Another US shutdown?
Talks between Republicans and Democrats were deadlocked just days before a deadline to avoid a second US government shutdown this year, as politicians argued over proposed limits to the country’s border forces.
A government shutdown occurs when Congress fails to pass, or the President fails to sign appropriations legislation funding federal government operations and agencies. Since 1976, when the current budget and appropriations process was enacted, there have been twenty gaps in budget funding, eight of which led to federal employees being furloughed. The stand-off forced about 800,000 federal workers to go without pay temporarily; only essential employees were still required to work without pay until the government reopened.
The shutdown started on 22 December 2018 and lasted for 35 days after the Democrats refused to include funds for President Trump’s border in the continuing resolution to pay for the operations of the Federal Government. Democrats, who have taken over the House of Representatives after the November 2018 mid-terms, and some fellow Republicans insisted they will not give Trump the $5 billion he needs to construct the wall.
Policymakers from both sides have spent the past two weeks negotiating over border security measures after President Donald Trump agreed last month to end the country’s longest shutdown and reopen the government for talks to begin.
However, as discussions reached the final stages ahead of the deadline, Republicans said they had reached a standstill over the number of detention beds that should be allocated to the US Immigration and Customs Enforcement agency.
Richard Shelby, the senator who leads the Republican negotiating team, said: “I think the talks are stalled right now. I’m hoping we can get off the dime later today or in the morning because time is ticking away. “But we’ve got some problems with the Democrats dealing with ICE, that is detaining criminals that come into the US and they want a cap on them. We don’t want a cap on that.”
John Yarmuth, the Democratic chairman of the House budget committee, said: “The big problem here is this has become pretty much an ego negotiation. This really isn’t over substance.“What needs to happen is Secretary [Kirstjen] Nielsen [the homeland security secretary] needs to come to the Hill and lay out her plans and be questioned on them, so that we can figure out and try to come to an agreement on what the necessary security provisions should be, and then we’ll fund them.”
The US is still reeling from the record 35-day shutdown earlier this year when Mr Trump refused to reopen the government unless Democrats agreed to $5.7bn in funding for a border wall. The shutdown knocked billions of dollars off the US economy and underlined the entrenched party divisions which were likely to continue for the next two years in the run-up to the 2020 election.

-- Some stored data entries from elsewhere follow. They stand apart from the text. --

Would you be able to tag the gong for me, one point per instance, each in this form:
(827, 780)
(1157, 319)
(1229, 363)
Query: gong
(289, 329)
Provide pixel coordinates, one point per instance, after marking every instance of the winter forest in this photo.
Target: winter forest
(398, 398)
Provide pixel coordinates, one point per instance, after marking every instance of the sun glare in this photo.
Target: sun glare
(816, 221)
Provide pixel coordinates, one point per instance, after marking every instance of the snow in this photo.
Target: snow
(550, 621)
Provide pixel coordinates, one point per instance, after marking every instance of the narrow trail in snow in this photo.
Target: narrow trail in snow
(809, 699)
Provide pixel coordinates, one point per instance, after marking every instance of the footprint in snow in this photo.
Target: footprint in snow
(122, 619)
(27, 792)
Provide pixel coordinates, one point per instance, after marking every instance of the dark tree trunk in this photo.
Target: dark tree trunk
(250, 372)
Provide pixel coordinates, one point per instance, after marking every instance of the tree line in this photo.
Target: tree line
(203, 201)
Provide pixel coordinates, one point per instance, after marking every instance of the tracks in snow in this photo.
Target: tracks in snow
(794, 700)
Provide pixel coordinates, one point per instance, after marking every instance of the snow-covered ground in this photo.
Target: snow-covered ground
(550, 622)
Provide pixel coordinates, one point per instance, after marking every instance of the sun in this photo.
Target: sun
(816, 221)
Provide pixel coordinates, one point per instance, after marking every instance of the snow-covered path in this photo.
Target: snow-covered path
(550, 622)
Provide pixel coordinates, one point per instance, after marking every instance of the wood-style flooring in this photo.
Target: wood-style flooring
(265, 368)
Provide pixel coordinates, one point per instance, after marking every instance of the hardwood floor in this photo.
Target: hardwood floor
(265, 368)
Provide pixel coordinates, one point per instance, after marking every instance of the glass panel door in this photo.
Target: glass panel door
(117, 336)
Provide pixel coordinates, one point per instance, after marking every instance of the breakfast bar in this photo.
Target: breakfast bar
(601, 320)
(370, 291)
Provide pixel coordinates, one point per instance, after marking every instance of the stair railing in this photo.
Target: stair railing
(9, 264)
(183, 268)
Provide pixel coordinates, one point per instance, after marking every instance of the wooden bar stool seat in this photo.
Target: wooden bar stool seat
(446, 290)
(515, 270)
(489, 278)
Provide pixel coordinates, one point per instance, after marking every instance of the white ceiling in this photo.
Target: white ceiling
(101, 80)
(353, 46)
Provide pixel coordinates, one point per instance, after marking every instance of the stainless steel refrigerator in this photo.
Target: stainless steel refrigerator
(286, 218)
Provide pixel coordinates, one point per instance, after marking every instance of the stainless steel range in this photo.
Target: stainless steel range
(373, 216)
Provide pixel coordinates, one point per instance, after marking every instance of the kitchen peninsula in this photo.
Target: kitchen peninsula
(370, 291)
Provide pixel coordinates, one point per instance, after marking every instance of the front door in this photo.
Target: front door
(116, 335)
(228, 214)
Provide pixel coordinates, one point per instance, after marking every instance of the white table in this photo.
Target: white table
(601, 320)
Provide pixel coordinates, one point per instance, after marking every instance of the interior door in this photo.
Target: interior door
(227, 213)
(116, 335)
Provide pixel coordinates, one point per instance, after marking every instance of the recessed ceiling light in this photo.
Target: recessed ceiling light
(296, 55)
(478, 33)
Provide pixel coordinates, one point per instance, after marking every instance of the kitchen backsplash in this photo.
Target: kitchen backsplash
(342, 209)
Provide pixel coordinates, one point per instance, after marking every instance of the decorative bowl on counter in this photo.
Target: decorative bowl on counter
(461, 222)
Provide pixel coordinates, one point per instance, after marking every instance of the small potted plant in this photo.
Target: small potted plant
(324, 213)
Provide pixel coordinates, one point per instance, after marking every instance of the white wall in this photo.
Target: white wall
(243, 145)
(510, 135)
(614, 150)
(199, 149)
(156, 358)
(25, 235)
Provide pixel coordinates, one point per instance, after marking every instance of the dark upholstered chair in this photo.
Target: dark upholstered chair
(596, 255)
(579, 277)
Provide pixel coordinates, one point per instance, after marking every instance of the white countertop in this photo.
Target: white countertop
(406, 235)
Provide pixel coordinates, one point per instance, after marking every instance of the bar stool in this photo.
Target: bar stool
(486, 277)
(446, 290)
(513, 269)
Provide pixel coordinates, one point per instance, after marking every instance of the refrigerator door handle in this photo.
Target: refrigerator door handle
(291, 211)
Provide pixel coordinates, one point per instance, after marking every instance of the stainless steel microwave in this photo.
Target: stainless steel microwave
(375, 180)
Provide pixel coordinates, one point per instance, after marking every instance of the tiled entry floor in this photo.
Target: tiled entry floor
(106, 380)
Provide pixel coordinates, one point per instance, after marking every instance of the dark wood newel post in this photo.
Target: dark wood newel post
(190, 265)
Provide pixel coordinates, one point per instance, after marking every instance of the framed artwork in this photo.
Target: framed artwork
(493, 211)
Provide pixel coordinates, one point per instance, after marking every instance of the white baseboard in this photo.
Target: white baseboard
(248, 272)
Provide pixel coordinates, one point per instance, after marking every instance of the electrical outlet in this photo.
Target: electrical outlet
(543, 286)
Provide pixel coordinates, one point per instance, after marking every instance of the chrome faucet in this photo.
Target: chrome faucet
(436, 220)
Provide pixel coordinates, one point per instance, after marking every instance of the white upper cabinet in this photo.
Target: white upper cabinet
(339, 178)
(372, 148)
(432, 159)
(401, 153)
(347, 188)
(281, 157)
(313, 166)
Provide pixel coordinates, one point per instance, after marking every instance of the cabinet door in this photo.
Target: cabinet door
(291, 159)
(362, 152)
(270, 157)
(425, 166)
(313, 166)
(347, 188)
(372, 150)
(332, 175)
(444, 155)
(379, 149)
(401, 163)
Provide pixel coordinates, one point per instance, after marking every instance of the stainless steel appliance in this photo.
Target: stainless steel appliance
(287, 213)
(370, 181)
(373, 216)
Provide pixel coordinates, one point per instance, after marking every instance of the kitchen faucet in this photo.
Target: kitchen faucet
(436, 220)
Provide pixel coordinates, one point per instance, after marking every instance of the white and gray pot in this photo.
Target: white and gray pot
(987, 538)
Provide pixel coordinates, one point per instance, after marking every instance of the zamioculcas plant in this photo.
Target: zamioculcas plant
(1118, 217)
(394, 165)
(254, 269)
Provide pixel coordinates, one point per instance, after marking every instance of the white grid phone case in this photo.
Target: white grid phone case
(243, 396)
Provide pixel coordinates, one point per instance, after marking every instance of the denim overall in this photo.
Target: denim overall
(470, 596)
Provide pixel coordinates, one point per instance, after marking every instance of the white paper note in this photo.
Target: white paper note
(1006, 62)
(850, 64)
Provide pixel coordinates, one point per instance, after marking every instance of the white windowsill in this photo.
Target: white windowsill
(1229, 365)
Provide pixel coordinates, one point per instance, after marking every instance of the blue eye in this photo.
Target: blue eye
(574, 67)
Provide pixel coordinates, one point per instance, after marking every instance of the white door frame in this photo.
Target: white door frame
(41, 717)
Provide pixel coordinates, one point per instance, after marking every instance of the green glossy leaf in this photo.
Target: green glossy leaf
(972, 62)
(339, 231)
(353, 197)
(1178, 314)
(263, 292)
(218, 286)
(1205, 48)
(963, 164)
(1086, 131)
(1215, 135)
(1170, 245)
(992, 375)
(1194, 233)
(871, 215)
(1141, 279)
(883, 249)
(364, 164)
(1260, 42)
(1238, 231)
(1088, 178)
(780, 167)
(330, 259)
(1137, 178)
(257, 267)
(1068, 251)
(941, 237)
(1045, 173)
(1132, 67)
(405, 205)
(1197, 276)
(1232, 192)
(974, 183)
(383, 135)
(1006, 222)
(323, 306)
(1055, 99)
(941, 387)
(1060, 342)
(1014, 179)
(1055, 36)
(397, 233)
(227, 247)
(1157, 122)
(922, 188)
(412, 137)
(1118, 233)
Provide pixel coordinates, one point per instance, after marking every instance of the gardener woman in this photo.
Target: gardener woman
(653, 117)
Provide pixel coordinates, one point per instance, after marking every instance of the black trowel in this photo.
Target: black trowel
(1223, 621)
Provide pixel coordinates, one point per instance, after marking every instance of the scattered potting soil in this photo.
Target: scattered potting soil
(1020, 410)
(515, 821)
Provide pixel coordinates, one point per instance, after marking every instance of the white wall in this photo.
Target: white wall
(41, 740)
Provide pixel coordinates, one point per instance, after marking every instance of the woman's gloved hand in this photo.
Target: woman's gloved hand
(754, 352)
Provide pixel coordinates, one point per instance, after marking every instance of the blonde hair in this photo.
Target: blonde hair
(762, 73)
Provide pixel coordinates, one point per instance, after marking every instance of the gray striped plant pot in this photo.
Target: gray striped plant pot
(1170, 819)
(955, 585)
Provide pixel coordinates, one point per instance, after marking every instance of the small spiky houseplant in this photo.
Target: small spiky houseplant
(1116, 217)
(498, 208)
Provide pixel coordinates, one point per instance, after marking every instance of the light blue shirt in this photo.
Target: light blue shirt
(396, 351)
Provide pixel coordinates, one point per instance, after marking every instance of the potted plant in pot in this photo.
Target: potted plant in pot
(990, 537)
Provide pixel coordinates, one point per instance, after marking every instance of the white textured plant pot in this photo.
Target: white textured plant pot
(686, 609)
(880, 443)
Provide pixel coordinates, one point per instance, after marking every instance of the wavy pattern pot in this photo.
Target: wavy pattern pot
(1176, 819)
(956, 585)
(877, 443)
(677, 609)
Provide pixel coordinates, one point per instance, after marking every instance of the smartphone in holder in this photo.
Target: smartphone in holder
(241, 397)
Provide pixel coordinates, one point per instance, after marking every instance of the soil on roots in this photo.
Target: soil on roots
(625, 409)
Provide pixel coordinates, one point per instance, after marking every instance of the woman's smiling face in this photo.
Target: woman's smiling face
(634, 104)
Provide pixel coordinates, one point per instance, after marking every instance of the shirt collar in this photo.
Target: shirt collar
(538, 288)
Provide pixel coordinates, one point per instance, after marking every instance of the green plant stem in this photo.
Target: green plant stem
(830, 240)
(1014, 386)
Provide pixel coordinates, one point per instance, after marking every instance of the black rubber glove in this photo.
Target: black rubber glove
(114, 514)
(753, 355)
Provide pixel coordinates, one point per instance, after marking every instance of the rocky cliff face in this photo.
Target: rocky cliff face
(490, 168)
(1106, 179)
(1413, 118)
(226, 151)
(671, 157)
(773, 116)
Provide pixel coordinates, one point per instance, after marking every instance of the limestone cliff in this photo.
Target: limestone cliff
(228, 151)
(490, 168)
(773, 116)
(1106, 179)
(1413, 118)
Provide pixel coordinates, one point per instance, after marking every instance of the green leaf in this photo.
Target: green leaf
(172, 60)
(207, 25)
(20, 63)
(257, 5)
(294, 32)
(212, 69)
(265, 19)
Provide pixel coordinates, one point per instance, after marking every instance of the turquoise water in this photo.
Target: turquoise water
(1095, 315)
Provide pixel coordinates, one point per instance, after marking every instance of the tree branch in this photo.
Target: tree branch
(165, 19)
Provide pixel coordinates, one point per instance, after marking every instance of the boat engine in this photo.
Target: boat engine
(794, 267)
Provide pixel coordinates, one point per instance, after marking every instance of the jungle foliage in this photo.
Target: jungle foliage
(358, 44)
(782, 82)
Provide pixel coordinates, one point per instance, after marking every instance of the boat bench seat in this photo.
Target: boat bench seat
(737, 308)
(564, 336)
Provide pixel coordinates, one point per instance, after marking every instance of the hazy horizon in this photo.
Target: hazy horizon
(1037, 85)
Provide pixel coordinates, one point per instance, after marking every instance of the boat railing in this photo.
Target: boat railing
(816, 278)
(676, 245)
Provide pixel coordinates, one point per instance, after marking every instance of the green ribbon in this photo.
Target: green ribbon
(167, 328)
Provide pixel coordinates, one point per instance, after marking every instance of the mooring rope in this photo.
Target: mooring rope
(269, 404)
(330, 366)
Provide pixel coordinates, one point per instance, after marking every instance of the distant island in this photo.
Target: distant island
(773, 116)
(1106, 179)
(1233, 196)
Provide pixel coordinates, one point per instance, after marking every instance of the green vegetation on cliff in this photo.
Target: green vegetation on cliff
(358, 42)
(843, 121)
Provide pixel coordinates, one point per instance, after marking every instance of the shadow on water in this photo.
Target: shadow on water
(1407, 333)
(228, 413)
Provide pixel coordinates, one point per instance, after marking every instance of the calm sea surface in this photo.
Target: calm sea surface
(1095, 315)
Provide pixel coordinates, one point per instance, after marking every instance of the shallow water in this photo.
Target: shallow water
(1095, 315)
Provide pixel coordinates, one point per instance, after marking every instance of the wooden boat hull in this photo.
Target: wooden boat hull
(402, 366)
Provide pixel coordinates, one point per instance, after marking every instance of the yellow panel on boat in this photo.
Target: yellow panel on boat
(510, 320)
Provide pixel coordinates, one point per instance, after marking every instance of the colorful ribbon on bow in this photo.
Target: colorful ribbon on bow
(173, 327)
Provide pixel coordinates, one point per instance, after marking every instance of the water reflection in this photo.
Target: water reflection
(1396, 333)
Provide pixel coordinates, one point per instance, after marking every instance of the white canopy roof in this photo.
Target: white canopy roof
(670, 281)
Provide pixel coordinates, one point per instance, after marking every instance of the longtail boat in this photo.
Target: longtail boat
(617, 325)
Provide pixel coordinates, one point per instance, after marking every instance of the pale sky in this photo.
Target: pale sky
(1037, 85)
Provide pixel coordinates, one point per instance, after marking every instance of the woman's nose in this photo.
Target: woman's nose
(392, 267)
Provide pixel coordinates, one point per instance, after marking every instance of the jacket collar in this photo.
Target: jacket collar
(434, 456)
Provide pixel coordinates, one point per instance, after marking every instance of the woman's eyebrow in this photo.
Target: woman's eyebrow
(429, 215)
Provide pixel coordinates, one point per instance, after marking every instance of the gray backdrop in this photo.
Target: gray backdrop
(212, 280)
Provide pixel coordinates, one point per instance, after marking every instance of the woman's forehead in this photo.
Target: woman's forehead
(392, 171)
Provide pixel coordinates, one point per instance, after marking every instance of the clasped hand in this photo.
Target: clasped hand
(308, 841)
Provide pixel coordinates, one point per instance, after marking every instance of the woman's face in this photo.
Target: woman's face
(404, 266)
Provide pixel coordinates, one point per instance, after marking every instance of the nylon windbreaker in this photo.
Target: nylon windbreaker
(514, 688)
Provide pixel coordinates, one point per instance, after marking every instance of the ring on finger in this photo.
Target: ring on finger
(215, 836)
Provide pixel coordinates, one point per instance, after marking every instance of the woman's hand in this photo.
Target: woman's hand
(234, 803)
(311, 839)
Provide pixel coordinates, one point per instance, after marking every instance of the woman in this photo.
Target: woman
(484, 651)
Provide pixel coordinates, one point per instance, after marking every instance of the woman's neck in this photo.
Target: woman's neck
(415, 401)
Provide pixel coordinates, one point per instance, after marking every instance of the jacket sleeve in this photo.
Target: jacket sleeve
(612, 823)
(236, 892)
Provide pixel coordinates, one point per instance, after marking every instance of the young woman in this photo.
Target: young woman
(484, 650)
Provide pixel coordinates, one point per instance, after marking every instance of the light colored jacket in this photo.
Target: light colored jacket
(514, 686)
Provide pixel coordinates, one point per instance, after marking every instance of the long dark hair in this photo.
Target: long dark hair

Mr Trump eventually gave way in his demands and agreed to reopen the government for three weeks while Republicans and Democrats negotiated over a wider package of border security measures.
Those talks looked close to a successful conclusion late last week, with officials saying both sides had agreed on a series of measures worth up to $2bn, which would include funding for barriers on the southern border.
However, talks appeared to have stumbled during the weekend over the issue of beds for ICE, the agency that many Democrats blame for enacting the contentious policy of separating migrant families at the border. Some Democrats, including Alexandria Ocasio-Cortez, the New York congresswoman, have called for ICE to be abolished altogether.
Mick Mulvaney, the acting White House chief of staff, said he had expected a draft agreement to be published as soon as that afternoon.
Our assessment is that a second shutdown within a month would be problematic for the US as this would severely affect many essential services. We believe that President Trump is unlikely to withdraw his primary demand to fund the border wall.